An isometric contraction will happen with every vertical jump.
For the most part, this only occurs for a split second from when you change from descending to exploding up. That fleeting moment in which you are not moving either up or down is an isometric contraction.
Isometrics in Vertical Jump Training
At first glance, completing a static contraction seems counter productive to the progress of jumping capability, when it is considered a vertical jump is a movement, after all-not a hold. But since many vertical jump programs recommend isometrics, let’s take a closer look.
Vertical leap is an expression of muscular power.
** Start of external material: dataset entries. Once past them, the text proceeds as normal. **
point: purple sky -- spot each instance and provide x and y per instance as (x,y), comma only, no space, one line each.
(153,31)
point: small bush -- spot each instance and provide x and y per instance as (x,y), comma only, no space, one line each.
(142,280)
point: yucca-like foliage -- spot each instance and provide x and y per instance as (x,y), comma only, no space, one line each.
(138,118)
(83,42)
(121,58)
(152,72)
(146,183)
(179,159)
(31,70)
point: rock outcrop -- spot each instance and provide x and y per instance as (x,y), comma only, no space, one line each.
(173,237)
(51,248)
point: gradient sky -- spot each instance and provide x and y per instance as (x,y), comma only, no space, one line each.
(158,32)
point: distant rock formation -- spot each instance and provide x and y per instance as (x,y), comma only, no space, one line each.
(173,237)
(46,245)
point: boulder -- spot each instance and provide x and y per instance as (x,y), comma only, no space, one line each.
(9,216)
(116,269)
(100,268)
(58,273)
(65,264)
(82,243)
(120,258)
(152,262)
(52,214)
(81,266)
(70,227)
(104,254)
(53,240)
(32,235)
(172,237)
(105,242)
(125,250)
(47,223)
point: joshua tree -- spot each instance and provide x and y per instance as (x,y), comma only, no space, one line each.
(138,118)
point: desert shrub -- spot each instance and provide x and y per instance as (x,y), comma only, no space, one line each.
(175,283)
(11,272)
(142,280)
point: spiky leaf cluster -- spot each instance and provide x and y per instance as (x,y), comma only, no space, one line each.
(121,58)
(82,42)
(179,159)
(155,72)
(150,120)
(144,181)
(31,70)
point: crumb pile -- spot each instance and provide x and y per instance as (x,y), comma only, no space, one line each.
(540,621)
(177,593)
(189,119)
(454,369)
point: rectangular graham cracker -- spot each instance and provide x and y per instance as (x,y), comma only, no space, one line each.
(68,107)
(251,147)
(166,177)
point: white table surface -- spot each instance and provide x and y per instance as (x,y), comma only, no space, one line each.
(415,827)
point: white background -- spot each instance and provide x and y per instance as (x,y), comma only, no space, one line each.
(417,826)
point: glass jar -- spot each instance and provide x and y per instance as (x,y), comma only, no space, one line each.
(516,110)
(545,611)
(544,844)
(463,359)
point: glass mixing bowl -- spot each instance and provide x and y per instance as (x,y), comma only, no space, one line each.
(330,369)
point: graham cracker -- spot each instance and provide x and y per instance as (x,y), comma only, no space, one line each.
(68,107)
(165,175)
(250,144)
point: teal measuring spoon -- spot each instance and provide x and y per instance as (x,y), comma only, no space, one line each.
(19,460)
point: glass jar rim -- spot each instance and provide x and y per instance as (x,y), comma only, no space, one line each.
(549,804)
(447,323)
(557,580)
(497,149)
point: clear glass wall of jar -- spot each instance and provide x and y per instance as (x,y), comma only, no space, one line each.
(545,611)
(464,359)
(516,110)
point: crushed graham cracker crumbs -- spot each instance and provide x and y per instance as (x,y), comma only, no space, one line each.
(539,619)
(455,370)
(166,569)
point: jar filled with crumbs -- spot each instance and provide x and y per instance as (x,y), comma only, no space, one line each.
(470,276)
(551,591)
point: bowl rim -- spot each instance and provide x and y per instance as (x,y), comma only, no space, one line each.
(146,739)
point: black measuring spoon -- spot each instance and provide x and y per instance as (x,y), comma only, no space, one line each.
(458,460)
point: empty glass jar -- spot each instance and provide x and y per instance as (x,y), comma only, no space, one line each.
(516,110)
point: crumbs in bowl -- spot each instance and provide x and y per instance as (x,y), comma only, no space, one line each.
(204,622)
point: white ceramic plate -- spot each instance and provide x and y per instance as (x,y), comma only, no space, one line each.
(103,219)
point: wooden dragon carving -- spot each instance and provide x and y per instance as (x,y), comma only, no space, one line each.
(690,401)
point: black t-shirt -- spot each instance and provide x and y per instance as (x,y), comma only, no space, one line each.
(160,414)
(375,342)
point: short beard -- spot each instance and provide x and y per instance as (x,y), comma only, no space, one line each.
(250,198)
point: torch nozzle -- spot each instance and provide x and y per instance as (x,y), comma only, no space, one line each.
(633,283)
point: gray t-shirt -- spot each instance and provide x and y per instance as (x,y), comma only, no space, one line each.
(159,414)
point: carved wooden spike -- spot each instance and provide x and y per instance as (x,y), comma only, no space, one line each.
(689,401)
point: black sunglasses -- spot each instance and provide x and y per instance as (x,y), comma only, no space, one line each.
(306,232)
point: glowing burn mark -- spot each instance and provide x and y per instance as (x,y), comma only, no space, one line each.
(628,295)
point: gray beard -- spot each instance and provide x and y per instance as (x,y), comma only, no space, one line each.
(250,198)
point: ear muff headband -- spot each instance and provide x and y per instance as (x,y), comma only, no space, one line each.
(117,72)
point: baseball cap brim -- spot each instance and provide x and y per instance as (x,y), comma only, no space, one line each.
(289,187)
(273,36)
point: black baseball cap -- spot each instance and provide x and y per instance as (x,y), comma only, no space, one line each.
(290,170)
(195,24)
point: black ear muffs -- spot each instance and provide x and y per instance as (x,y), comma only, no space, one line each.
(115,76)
Our vertical jumping formula is force (strength) times velocity (speed) equals explosion. Strength is determined by both size and amount of muscle fibers recruited.
Isometric training, it is posited, is a compulsory way to get your muscles to recruit more fibers. In order to statically hold or maximally contract against a heavy or immovable weight, your body begins to activate and recruit more fibers to sustain that hold or intensity. This means that your contractions would start to become more neurologically efficient–unfortunately, this doesn’t roll over to your vertical jump training, because you won’t be able to overload your muscles.